("This is Miss Verinder," I whispered, behind the Sergeant.)
"That gentleman, miss," says the Sergeant—with his steely-gray eyes carefully studying my young lady's face—"has possibly put the clue into our hands."
She turned for one moment, and tried to look at Mr. Franklin. I say tried, for she suddenly looked away again before their eyes met. There seemed to be some strange disturbance in her mind. She colored up, and then she turned pale again. With the paleness, there came a new look into her face, a look which it startled me to see.
"Having answered your question, miss," says the Sergeant, "I beg leave to make an inquiry in my turn. There is a smear on the painting of your door here. Do you happen to know when it was done? or who did it?"
Instead of making any reply, Miss Rachel went on with her questions as if he had not spoken, or as if she had not heard him.
"Are you another police officer?" she asked.
"I am Sergeant Cuff, miss, of the Detective Police."
"Do you think a young lady's advice worth having?"
"I shall be glad to hear it, miss."
"Do your duty by yourself—and don't allow Mr. Franklin Blake to help you!"

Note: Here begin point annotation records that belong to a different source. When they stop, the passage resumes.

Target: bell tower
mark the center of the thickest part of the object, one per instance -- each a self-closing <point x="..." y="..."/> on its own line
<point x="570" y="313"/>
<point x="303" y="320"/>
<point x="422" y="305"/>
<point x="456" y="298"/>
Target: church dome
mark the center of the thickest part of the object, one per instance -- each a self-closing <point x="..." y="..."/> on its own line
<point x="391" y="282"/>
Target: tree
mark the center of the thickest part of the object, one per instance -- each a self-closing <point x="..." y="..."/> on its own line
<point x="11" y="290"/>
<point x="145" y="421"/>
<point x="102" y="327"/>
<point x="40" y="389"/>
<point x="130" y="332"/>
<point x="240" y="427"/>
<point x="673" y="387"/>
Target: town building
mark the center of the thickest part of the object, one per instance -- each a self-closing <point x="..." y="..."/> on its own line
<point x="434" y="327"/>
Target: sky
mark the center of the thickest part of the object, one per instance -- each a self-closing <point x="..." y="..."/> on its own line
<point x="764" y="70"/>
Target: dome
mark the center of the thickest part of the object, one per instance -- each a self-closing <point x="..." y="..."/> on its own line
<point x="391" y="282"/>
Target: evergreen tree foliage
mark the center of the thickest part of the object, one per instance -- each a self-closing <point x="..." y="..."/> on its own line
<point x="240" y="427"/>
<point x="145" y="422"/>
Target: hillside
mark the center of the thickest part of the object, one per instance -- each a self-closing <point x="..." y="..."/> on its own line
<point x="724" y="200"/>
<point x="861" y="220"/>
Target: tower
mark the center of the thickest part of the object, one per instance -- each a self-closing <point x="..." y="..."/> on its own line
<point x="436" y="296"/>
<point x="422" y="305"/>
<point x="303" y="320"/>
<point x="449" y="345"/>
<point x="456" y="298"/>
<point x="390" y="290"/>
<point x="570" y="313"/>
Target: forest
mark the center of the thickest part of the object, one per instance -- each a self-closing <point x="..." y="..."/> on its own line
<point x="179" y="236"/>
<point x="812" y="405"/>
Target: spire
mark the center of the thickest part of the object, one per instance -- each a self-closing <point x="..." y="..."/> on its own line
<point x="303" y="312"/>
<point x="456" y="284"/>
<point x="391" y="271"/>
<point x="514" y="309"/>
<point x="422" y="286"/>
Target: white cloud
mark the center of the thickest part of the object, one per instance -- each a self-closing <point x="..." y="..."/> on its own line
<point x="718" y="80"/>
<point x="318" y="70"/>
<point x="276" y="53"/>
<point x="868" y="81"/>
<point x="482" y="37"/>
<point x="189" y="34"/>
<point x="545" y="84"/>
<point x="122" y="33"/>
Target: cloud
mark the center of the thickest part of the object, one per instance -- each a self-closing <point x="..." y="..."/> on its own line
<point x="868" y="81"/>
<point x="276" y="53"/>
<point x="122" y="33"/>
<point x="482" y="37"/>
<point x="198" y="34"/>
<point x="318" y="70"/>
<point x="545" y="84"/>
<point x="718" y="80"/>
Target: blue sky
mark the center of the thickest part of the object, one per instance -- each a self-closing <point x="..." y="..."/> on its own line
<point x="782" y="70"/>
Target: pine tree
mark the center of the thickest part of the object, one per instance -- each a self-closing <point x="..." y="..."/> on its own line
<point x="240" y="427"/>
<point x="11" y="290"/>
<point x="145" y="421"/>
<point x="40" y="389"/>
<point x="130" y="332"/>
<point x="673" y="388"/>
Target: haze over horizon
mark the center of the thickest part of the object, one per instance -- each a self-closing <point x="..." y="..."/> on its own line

She said those words so spitefully, so savagely, with such an extraordinary outbreak of ill-will towards Mr. Franklin, in her voice and in her look, that—though I had known her from a baby, though I loved and honored her next to my lady herself—I was ashamed of Miss Rachel for the first time in my life.
Sergeant Cuff's immovable eyes never stirred from off her face. "Thank you, miss," he said. "Do you happen to know any thing about the smear? Might you have done it by accident yourself?"
"I know nothing about the smear."
With that answer she turned away, and shut herself up again in her bedroom. This time, I heard her—as Penelope had heard her before—burst out crying as soon as she was alone again.
I couldn't bring myself to look at the Sergeant—I looked at Mr. Franklin, who stood nearest to me. He seemed to be even more sorely distressed at what had passed than I was.
"I told you I was uneasy about her," he said. "And now you see why."
"Miss Verinder appears to be a little out of temper about the loss of her Diamond," remarked the Sergeant. "It's a valuable jewel. Natural enough! natural enough!"